ITM Power shares were suffering on Monday after the hydrogen energy solution company said results for the financial year ending April 2023 will be ‘materially different from the current guidance’ as revenue falls and EBITDA losses expand.
The ITM Power share price is now down 72% over the past 52-week period after falling 11% in early trade on Monday.
ITM attributes the poor performance to a period of testing as they move towards volume manufacturing. Write-downs, legacy contracts and underestimating certain costs are also putting pressure on earnings.
“This is the challenge I was expecting when I joined ITM,” said Dennis Schulz, ITM Power CEO
“For the Company to develop from an R&D and prototyping entity, to a mature delivery organisation, we require firmer foundations. Our 12-month plan will make ITM a stronger, more focused and highly capable company.”

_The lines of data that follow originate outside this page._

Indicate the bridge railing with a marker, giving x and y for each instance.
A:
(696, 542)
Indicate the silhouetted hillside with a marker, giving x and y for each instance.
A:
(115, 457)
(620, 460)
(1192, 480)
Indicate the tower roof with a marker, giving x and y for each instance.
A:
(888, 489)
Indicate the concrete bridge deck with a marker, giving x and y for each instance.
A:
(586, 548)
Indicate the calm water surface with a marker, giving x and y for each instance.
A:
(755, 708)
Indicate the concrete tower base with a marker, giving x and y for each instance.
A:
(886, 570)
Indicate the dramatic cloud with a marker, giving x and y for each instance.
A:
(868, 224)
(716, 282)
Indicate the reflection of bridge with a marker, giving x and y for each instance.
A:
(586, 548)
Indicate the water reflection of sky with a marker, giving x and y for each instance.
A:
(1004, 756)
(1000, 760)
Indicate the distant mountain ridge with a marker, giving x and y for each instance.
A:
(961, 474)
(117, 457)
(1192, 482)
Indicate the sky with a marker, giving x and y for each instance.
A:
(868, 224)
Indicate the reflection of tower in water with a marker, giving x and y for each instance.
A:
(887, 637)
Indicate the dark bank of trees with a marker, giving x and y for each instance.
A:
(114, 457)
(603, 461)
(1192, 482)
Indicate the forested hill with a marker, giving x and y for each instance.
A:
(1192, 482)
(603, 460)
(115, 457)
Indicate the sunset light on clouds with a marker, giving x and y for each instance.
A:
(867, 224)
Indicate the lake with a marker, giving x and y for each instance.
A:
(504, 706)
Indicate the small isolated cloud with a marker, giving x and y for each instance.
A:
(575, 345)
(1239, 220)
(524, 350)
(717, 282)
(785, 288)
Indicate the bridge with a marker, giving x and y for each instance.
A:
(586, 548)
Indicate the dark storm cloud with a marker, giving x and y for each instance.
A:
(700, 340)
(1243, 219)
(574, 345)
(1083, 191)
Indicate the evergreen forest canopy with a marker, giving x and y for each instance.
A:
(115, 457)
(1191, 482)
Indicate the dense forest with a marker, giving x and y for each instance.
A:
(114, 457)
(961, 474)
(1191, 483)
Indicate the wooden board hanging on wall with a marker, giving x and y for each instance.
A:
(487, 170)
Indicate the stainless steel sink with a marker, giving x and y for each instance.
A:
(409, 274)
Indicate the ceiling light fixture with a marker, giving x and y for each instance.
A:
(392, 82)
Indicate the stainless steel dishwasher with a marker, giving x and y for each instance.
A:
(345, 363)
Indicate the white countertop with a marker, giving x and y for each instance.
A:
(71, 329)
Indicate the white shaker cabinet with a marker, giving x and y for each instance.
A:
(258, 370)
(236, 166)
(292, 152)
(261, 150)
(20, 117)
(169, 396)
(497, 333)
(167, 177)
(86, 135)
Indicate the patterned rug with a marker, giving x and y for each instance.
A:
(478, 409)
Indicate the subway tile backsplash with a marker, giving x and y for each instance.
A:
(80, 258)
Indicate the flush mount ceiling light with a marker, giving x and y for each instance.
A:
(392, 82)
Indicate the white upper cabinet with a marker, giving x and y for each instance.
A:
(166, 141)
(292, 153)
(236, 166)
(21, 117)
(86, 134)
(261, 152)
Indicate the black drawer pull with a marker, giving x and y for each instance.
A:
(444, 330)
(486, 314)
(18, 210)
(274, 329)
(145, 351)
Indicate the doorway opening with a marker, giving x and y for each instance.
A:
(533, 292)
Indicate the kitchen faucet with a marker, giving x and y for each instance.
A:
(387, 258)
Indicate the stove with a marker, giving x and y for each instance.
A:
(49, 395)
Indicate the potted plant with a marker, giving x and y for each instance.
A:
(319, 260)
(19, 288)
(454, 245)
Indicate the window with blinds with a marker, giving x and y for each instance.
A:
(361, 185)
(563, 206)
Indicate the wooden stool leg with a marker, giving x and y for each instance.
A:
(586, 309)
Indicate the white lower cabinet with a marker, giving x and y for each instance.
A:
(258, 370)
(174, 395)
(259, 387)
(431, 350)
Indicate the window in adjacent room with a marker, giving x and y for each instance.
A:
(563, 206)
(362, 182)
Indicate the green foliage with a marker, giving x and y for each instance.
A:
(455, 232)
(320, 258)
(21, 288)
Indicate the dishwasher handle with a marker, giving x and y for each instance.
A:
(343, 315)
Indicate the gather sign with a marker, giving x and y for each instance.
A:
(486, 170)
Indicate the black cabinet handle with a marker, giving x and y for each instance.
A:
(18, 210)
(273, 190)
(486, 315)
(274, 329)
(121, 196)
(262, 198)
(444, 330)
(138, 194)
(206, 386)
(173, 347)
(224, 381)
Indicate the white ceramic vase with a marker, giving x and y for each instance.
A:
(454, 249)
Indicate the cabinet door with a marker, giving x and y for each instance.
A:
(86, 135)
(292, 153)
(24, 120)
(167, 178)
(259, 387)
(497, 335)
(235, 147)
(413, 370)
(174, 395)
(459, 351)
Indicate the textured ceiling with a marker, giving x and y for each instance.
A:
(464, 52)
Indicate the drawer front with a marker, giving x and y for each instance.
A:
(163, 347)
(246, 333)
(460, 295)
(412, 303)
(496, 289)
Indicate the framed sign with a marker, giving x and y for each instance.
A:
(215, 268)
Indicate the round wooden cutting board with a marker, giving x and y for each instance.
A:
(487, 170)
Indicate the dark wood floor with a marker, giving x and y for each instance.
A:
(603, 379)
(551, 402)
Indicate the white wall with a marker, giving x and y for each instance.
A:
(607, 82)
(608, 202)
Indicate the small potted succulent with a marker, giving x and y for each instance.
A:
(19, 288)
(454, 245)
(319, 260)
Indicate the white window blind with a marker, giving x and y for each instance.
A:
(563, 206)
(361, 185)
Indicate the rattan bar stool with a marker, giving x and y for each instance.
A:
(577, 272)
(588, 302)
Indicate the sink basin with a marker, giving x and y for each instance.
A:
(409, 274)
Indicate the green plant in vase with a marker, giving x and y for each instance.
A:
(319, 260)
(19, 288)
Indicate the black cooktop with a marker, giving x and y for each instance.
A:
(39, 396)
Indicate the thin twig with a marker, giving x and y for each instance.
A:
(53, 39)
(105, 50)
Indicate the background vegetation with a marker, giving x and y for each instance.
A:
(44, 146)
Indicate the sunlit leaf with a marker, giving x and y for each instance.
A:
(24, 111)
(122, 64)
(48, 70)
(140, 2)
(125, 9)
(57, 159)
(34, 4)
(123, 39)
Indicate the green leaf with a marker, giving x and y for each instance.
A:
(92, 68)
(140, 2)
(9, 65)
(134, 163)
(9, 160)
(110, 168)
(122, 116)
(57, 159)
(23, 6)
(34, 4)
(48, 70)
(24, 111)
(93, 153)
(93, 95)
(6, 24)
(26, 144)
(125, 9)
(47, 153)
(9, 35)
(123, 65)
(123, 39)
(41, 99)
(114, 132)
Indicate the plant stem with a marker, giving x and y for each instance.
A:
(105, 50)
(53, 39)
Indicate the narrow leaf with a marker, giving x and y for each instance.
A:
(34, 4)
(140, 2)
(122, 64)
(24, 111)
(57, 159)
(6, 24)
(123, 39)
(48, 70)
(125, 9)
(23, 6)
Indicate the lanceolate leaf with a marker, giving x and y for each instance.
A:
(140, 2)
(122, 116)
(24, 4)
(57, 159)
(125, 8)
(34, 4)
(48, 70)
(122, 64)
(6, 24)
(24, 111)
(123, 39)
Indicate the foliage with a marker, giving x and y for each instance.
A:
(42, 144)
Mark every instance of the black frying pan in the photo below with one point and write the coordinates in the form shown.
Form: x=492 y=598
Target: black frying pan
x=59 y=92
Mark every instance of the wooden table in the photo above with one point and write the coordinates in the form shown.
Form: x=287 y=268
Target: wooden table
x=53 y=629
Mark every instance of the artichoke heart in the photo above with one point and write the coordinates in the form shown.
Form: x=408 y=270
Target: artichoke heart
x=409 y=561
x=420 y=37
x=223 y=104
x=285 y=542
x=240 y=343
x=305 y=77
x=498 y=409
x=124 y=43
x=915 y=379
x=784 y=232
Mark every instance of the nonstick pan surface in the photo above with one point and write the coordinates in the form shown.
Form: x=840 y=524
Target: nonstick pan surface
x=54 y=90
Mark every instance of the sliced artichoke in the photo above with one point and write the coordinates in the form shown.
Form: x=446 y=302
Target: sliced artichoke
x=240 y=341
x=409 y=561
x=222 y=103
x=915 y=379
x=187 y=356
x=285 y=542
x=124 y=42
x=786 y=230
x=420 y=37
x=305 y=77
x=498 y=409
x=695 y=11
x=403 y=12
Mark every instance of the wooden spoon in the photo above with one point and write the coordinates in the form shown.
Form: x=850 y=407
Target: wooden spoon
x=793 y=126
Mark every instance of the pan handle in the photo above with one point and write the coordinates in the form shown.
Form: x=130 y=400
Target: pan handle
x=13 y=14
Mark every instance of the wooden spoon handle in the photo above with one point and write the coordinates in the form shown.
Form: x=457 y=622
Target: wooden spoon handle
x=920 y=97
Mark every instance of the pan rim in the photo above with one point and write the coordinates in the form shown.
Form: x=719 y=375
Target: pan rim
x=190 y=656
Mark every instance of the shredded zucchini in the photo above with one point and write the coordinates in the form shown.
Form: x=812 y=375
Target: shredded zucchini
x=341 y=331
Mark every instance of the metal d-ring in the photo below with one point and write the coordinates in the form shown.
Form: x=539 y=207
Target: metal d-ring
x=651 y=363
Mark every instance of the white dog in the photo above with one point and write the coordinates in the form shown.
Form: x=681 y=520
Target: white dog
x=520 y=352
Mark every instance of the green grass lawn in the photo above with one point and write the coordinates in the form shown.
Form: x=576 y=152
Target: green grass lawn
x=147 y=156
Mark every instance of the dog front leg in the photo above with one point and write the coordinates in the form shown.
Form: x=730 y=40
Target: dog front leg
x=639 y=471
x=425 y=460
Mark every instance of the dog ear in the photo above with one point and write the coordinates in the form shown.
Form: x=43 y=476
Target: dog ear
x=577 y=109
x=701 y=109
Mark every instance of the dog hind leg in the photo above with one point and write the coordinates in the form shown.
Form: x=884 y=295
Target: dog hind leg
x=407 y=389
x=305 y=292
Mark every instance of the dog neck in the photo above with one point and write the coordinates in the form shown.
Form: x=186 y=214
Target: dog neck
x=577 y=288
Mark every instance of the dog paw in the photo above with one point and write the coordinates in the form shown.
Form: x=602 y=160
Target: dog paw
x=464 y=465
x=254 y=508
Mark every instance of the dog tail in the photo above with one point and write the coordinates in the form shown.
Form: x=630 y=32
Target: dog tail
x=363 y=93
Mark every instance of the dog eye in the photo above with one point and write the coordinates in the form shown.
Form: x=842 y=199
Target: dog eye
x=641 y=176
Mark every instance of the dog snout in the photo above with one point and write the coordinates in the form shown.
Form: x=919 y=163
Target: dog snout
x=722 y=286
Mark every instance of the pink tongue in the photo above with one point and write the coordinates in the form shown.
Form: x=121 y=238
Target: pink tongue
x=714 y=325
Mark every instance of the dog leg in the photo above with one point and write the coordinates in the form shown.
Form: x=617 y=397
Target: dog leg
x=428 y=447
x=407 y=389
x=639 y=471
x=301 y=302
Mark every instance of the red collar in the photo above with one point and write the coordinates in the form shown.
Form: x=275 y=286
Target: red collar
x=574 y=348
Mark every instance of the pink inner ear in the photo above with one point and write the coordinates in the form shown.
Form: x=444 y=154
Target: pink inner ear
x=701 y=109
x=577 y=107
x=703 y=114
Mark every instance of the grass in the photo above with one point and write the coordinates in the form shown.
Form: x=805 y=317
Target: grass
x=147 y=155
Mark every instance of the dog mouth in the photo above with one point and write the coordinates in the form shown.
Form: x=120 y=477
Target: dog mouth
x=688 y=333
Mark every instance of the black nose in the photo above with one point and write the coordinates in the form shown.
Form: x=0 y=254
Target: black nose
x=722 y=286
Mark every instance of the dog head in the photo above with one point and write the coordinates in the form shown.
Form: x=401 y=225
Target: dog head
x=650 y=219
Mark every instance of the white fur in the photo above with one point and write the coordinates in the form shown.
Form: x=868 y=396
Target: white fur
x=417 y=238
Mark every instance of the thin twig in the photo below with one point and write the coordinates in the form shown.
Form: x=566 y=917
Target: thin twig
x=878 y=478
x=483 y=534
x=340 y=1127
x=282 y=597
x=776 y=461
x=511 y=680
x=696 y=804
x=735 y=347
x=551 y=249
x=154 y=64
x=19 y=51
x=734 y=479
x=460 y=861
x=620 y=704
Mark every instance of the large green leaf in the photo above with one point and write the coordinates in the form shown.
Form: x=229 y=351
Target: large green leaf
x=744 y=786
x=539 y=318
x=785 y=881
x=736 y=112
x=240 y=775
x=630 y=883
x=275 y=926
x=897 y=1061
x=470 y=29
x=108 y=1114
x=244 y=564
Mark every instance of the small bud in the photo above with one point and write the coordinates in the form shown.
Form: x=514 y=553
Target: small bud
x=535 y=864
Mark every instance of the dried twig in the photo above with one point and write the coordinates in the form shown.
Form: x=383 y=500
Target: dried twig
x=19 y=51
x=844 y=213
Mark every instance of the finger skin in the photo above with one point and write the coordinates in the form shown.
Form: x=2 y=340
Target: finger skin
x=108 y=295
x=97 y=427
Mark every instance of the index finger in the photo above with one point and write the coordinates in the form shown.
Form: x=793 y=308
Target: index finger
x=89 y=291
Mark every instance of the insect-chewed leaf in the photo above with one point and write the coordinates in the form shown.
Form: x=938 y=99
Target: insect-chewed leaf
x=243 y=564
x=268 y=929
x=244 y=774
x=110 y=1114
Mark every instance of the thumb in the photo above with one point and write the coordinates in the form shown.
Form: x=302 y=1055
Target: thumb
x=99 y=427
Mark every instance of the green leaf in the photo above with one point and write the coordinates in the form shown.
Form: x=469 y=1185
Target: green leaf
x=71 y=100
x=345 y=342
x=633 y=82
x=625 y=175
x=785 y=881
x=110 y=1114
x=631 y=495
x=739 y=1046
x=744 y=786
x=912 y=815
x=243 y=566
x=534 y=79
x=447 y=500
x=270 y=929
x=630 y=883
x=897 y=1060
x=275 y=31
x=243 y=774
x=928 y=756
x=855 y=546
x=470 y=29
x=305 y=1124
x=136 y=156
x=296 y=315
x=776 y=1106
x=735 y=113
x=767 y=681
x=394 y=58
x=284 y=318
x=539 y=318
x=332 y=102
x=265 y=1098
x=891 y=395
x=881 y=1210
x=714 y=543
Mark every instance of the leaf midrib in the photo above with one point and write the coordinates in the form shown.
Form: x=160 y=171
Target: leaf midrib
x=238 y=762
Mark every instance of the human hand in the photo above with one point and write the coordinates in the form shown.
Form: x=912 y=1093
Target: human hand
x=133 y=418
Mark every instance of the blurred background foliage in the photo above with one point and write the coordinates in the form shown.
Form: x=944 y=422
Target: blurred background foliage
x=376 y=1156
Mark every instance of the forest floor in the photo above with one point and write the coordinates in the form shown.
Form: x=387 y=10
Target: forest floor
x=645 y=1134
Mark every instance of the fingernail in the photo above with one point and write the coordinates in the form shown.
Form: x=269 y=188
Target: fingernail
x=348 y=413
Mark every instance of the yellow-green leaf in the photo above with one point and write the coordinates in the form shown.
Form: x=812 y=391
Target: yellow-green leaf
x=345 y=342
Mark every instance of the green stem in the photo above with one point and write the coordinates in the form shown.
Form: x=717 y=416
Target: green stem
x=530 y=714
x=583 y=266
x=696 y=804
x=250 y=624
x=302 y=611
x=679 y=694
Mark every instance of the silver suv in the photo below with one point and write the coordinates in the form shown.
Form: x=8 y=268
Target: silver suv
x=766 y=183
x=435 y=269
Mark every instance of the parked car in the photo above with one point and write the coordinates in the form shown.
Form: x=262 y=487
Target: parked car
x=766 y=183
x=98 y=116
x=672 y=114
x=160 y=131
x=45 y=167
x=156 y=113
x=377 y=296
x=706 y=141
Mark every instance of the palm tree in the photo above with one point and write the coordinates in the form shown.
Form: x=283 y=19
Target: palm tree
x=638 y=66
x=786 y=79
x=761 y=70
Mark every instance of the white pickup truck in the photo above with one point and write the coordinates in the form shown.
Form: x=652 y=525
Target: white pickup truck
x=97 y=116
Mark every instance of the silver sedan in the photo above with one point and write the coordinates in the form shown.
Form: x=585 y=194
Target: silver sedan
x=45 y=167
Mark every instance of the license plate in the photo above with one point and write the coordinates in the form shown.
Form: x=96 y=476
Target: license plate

“The large-scale opportunities in the market are yet to come, and by putting these foundations in place ITM will be ready for the significant market demand ahead of us.”
Another warning on profit
When a company commits to such a large scale undertaking such as revolutionising the way we generate energy and power travel, there will inevitably be growing pains. Technology from their first wave of innovation has been replaced with more efficient solutions a they seek to scale up their operations. This process has created costs that will hit profits.
Lower generation of revenue will be a concern and further insight into customer traction will be scrutinised in ITM’s interims.
ITM Power’s interim results are due 31st January when it says it will provide greater details on the strategic outlook.